This morning my sister-in-law’s mother dropped by with our niece, her granddaughter, to bring her to a woman who can help “cure” her, as she has become sick enough to visit the hospital twice recently. Many people in El Salvador use home cures, herbs, and even witchcraft to help cure what ails them.
We drove from our home in Jicaron to Nances, only about 10 minutes, but a good 45 minutes walk by foot. Nances is a rural neighborhood up the road from us. The road we drove on goes through neighborhoods Jicaron and los Naranjos, then crosses through (yes, through) the river Metayate to get to Nances, which is on the other side of the river. When the river is engorged in the rainy season, the only road to get there is from Agua Caliente. A hammock bridge for pedestrians crosses the river above the road.
When we got to Nances we asked a neighbor where the healer (called a “Curandera”) lived. She told us which house but that she had gone into town to shop, it being Thursday, the big “market” day in “El Pueblo,” Agua Caliente.
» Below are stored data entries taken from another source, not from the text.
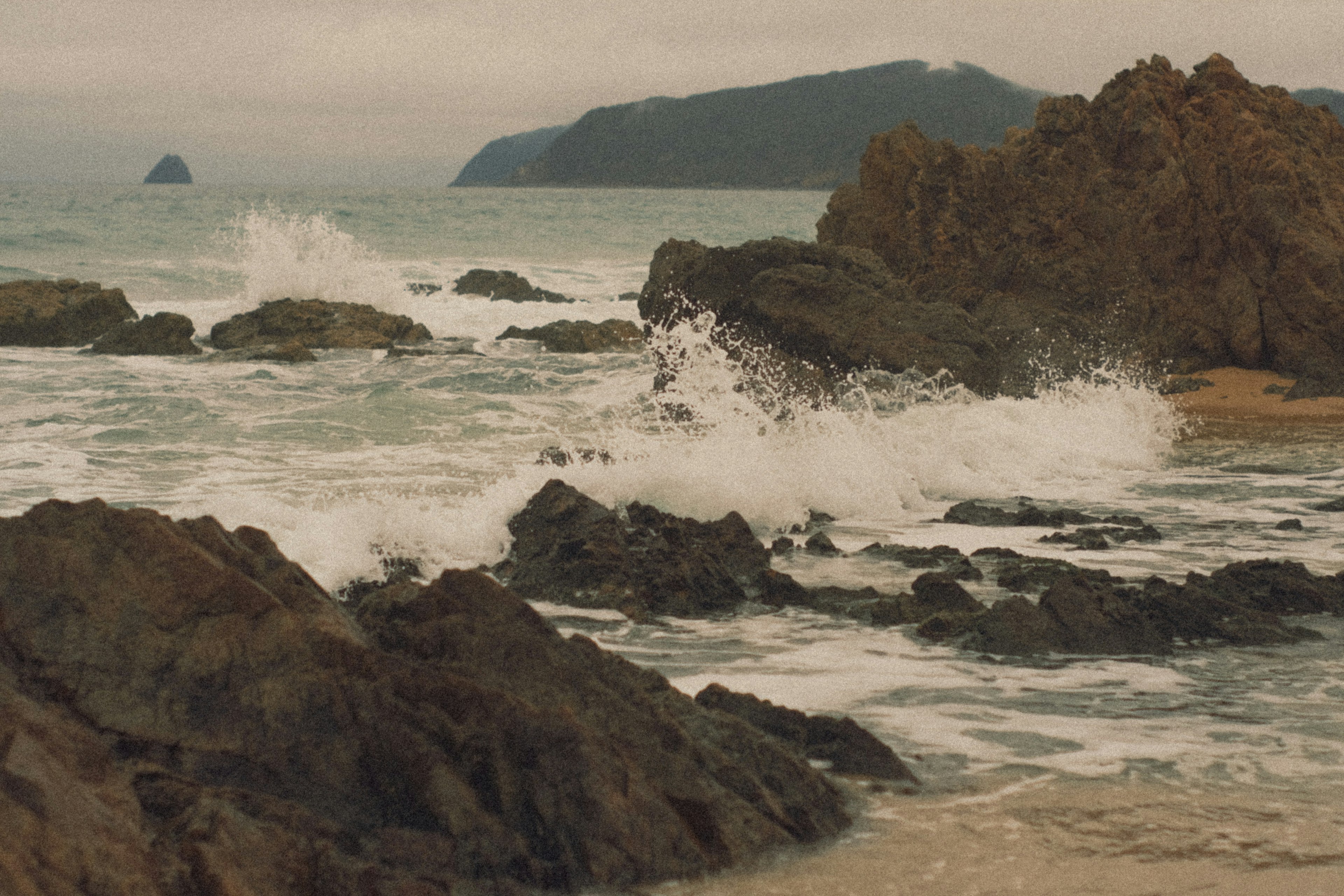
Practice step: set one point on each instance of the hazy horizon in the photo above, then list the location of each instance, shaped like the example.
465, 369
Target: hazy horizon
404, 93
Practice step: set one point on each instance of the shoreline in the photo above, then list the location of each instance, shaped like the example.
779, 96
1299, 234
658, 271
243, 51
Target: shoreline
1238, 396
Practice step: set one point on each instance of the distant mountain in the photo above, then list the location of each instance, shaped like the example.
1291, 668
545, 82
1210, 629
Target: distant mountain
499, 158
1322, 97
171, 170
803, 133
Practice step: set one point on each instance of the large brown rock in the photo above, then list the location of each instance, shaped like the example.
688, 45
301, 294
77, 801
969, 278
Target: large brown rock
162, 334
314, 323
1184, 222
187, 714
834, 307
59, 314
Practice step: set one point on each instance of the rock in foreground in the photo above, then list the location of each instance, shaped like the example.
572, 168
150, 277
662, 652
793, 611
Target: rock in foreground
503, 285
59, 314
187, 713
1195, 222
612, 335
162, 334
314, 323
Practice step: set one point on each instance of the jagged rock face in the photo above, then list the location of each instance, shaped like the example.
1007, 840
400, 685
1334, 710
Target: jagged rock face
834, 307
171, 170
186, 713
1186, 222
59, 314
612, 335
162, 334
314, 323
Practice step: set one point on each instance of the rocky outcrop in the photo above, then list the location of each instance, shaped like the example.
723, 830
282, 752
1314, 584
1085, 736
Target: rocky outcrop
503, 285
834, 307
171, 170
568, 548
59, 314
842, 742
1184, 222
162, 334
612, 335
186, 713
314, 323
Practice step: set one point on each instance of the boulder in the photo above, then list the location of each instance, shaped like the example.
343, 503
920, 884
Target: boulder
1181, 222
314, 323
186, 711
162, 334
59, 314
503, 285
612, 335
170, 170
832, 307
568, 548
842, 742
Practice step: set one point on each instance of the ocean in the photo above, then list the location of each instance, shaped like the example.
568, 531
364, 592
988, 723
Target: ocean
1213, 768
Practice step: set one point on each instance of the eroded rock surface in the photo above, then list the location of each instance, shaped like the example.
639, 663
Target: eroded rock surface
314, 323
59, 314
187, 713
612, 335
1189, 222
162, 334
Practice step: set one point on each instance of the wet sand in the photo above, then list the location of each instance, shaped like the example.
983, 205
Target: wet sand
1240, 396
1053, 838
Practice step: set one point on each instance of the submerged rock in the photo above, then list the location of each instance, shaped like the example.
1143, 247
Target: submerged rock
612, 335
59, 314
162, 334
182, 706
842, 742
170, 170
503, 285
314, 323
568, 548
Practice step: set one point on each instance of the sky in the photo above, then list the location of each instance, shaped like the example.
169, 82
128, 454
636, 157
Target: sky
405, 92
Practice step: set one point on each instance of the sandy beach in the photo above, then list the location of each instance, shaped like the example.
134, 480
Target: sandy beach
1240, 396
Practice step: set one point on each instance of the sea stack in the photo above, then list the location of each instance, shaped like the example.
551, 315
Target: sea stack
171, 170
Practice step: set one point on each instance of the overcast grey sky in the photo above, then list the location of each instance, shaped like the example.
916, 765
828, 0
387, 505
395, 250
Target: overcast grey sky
405, 92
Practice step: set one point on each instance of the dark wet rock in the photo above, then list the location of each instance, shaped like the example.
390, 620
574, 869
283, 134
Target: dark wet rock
162, 334
555, 456
170, 170
842, 742
444, 347
314, 323
820, 543
396, 570
568, 548
612, 335
503, 285
831, 307
1086, 539
185, 711
1182, 385
59, 314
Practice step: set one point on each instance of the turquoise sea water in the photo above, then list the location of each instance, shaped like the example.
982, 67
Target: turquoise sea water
358, 456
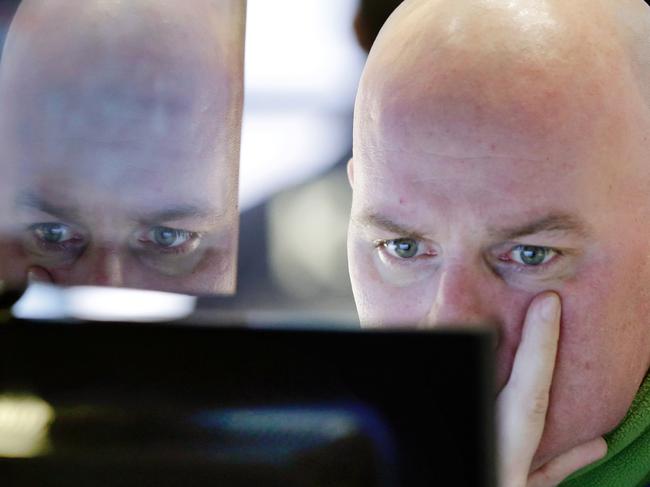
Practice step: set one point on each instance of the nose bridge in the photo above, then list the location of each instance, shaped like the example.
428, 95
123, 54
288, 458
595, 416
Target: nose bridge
462, 296
105, 266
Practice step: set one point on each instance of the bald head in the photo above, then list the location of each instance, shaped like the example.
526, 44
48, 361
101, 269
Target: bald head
116, 110
529, 68
486, 128
161, 75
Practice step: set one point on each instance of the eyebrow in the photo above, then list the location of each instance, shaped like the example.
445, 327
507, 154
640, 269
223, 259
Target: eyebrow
554, 222
178, 212
35, 201
381, 221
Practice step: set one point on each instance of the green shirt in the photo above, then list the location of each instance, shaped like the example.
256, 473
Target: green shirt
627, 463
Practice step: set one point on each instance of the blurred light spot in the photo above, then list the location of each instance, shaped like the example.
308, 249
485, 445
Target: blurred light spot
46, 301
24, 425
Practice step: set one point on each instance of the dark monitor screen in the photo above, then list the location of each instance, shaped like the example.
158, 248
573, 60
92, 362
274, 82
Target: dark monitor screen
182, 405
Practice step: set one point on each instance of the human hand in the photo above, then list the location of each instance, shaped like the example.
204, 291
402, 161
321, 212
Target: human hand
523, 403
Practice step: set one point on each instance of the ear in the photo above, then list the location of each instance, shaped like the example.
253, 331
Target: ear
351, 172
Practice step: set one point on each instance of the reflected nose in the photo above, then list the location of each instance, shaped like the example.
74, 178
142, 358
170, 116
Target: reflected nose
464, 295
104, 267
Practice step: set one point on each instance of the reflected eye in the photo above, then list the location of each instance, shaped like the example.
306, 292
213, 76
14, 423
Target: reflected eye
53, 233
170, 237
531, 256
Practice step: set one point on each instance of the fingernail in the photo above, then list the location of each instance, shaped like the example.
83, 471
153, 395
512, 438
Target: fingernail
550, 307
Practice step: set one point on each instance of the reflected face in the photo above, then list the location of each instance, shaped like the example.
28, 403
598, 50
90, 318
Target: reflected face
464, 211
123, 153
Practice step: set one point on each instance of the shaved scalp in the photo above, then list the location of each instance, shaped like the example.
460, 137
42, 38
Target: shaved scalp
130, 73
507, 67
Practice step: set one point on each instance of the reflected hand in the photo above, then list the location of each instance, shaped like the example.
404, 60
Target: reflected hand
523, 403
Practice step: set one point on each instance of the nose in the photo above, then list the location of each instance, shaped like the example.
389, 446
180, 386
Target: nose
101, 266
465, 295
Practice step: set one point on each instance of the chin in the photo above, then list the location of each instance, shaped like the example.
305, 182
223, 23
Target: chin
573, 425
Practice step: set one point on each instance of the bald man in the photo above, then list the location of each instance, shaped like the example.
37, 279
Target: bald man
501, 174
119, 130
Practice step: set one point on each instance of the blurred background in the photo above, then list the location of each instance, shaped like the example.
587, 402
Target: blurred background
300, 83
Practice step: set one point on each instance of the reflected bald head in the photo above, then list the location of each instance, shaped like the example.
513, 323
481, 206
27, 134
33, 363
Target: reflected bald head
539, 71
158, 77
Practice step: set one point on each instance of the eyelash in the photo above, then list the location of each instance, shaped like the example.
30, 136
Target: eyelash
193, 238
74, 244
382, 246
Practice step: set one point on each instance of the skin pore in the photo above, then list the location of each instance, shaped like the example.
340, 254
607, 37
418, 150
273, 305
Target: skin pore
501, 151
120, 133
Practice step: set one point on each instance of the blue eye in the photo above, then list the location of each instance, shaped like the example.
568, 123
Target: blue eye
52, 233
170, 237
404, 248
531, 255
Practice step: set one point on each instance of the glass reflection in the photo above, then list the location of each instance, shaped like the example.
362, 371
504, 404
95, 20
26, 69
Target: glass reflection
120, 130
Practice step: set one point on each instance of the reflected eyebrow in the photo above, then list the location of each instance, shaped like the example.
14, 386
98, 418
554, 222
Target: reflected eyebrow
179, 212
555, 222
34, 201
383, 222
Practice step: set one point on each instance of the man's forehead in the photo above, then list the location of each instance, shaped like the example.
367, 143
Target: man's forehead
431, 84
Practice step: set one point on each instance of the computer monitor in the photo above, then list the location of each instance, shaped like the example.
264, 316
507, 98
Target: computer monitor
177, 404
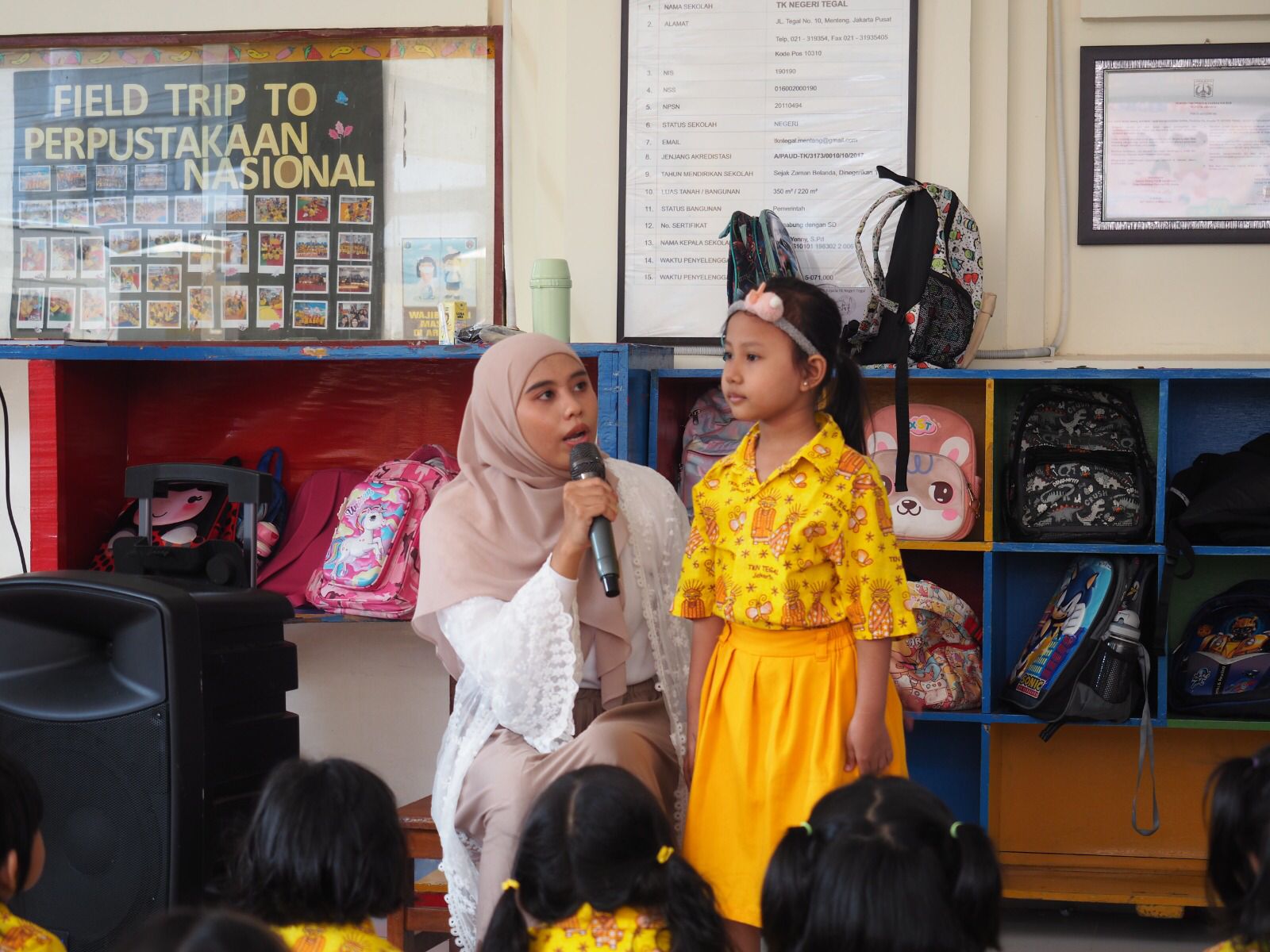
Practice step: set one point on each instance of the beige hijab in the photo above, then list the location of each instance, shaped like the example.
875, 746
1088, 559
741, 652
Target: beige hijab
491, 530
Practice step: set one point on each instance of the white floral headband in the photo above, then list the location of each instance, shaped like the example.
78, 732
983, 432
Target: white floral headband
768, 306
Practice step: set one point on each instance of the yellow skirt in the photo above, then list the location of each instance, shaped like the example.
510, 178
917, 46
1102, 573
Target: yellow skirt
775, 710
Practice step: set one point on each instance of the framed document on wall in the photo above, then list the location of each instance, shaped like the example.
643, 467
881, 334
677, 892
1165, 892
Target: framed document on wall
781, 106
1175, 144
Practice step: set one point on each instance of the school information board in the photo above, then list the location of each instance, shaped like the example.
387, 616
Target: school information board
752, 105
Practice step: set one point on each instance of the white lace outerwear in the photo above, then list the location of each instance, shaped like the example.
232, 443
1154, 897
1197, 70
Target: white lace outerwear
522, 672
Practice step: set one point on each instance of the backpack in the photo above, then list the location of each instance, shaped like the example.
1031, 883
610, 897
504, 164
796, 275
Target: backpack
760, 248
940, 668
310, 526
941, 501
372, 564
1222, 664
709, 436
1086, 662
1079, 467
933, 278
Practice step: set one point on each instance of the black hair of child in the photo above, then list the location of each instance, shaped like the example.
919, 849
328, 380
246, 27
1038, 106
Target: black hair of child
22, 812
882, 871
595, 837
842, 391
202, 931
1238, 847
323, 847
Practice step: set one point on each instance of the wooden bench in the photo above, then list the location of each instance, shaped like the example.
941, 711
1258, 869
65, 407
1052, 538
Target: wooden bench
419, 928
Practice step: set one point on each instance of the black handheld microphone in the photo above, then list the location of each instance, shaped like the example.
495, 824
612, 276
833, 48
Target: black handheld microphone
587, 463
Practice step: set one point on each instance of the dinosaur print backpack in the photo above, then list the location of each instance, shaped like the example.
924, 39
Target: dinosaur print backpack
1079, 467
940, 668
372, 564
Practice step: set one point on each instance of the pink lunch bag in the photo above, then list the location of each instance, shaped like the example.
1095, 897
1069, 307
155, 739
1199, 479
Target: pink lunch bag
943, 498
372, 562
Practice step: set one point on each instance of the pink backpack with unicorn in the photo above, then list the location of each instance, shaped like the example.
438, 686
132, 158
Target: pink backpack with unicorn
372, 562
943, 498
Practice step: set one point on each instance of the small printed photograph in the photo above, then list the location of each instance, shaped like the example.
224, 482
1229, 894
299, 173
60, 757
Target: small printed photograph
125, 278
111, 211
93, 259
200, 302
230, 209
164, 243
205, 249
353, 315
356, 209
126, 314
112, 178
309, 315
310, 279
272, 254
73, 213
234, 251
35, 178
272, 209
313, 245
270, 308
313, 209
356, 247
233, 306
355, 279
31, 309
163, 315
152, 178
36, 215
190, 209
70, 178
150, 209
92, 308
63, 260
163, 278
61, 308
125, 241
35, 259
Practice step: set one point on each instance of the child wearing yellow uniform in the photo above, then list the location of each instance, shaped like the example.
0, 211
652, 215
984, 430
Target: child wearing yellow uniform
22, 857
795, 584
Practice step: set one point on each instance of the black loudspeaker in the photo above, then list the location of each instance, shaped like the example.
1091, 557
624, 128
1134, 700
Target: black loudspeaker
149, 715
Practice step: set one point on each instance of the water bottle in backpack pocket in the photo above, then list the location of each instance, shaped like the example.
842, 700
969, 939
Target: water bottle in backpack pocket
1221, 666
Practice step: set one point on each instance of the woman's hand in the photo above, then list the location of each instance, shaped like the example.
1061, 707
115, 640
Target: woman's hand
868, 746
583, 501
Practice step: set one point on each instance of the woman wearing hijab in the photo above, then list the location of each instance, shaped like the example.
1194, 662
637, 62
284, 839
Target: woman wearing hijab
552, 676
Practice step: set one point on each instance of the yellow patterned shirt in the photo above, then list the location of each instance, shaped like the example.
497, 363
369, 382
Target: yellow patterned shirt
314, 937
19, 936
808, 547
625, 931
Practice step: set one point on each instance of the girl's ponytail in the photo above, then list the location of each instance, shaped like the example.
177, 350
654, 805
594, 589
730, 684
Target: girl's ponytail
787, 888
690, 909
977, 888
508, 932
1238, 844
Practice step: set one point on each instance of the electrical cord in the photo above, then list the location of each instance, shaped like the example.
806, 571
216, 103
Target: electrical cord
8, 484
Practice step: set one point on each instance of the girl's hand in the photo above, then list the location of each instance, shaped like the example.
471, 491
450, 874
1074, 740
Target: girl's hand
868, 746
583, 501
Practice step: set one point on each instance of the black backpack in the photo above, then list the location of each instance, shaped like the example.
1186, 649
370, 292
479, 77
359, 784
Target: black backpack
1086, 660
1079, 467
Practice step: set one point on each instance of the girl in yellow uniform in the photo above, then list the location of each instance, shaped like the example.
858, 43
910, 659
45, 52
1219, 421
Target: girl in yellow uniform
595, 869
22, 857
1238, 850
795, 585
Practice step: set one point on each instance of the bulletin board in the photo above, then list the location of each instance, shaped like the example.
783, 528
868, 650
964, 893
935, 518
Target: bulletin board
251, 187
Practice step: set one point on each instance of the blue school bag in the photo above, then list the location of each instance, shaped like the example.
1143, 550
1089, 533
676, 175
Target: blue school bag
1222, 664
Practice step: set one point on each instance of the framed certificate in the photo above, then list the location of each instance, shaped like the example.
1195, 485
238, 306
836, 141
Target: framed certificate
1175, 144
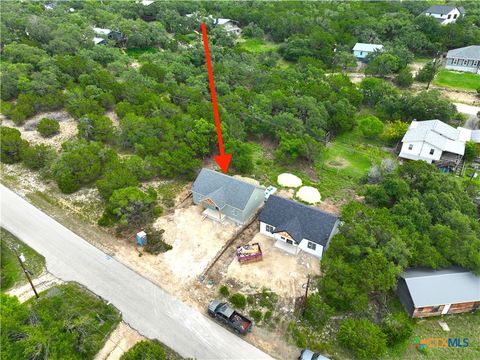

So much for timing. A man at the healer’s house answered the door and attempted to entertain us. He was old and appeared to have Dementia. My relatives said he was “Norteado”. The word literally means “Northed,” and takes its meaning from the commonly used word for wind here: “El Norte,” which translates to “the North”. One who has been “Norteado” has lost their mind in some way, affected as if the wind has stricken them severely.
Here is a video I found on YouTube of The Curandera of Teotitlan del Valle
It is curious how this Curandera believes in both Christianity, with emblems and statuettes of Christ in her home, and the often superstitious, indigenous healing practices. Both are integrated into her personal belief and medicinal practice, and she appears to find no conflict between them. I believe these healers can be effective, especially in the use of herbs, which are natural pharmaceuticals. The faith aspect, which she stresses at the end of the video, takes it a long part of the way, when her patients believe she can heal them.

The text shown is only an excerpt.